The morning I arrived in London was freezing especially as I waited in the cold for almost an hour before the bus came to take me to Southampton Central Station (I wasn't too early but the bus didn't come according to the printed time table...I guess I should have confirmed with the driver the day before!). It was my first time in the big city, to attend the orientation event of my Chevening scholarship. As usual, I couldn't firmly decide to whether drink tea or coffee, so I had neither and rushed to the conference hall. Once I approached the start of a bridge (which I thought must be London bridge and was wondering why it hasn't fallen down as my childhood song says) and saw the famous buildings and Big Ben I really felt, may for the first time, that I'm in England. I took out my camera, and as I'm a bit old-fashioned and not fond of selfies, I found a nice spot on the bridge, set my camera to the auto mode and took myself a nice picture. Later the view of Westminster Abbey and other buildings from Queen Elizabeth II Conference Hall was also stunning especially with the spills of sunshine we were lucky to have by midday.
|Westminster Bridge leading to the House of Parliament & Big Ben|
The day was full of speeches, some boring and some interesting, mainly focusing on inspiring stories about leadership, how to make the best of your year in the UK, and what to do to stay on track. Most importantly we were promised an afternoon tea at 10 Downing st. if we win the photo competition aimed at promoting the Chevening. It's very tempting to go there and see from where Hugh Grant was ruling the country (in case you've seen the movie Love Actually)...only if I could take nice selfies.
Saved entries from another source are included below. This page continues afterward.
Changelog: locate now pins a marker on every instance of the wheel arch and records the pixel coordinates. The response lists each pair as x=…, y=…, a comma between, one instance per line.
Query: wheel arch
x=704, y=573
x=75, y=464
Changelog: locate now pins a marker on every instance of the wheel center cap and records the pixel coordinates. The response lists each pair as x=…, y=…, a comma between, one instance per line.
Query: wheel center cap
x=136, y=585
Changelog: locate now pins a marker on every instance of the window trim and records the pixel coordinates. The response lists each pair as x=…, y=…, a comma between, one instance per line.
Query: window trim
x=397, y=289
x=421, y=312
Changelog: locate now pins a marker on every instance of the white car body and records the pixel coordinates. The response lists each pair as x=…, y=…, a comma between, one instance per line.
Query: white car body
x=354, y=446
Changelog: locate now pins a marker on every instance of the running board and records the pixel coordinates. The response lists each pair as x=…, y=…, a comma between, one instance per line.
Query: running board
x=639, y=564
|Competition for current Chevening Scholars to show photos from their time in the UK|
By the time when the 620 scholars from around 120 countries were split into groups for a feedback session, based on their regions, I was surprised to find that there are scholars from Israel. When I think of it now I'm not sure if I thought that because I don't perceive it as a developing country (they are very advanced when it comes to scientific research especially in biomedical engineering, my original field of study) or I just tend to forget about its existence.
Throughout the day we were encouraged to immerse in the British culture and especially try the food, however the Egyptian scholars with other scholars from Lebanon, Libya and Algeria ended up having dinner in a Lebanese restaurant in Edgware road which is the furthermost you can get from British culture but this is another story.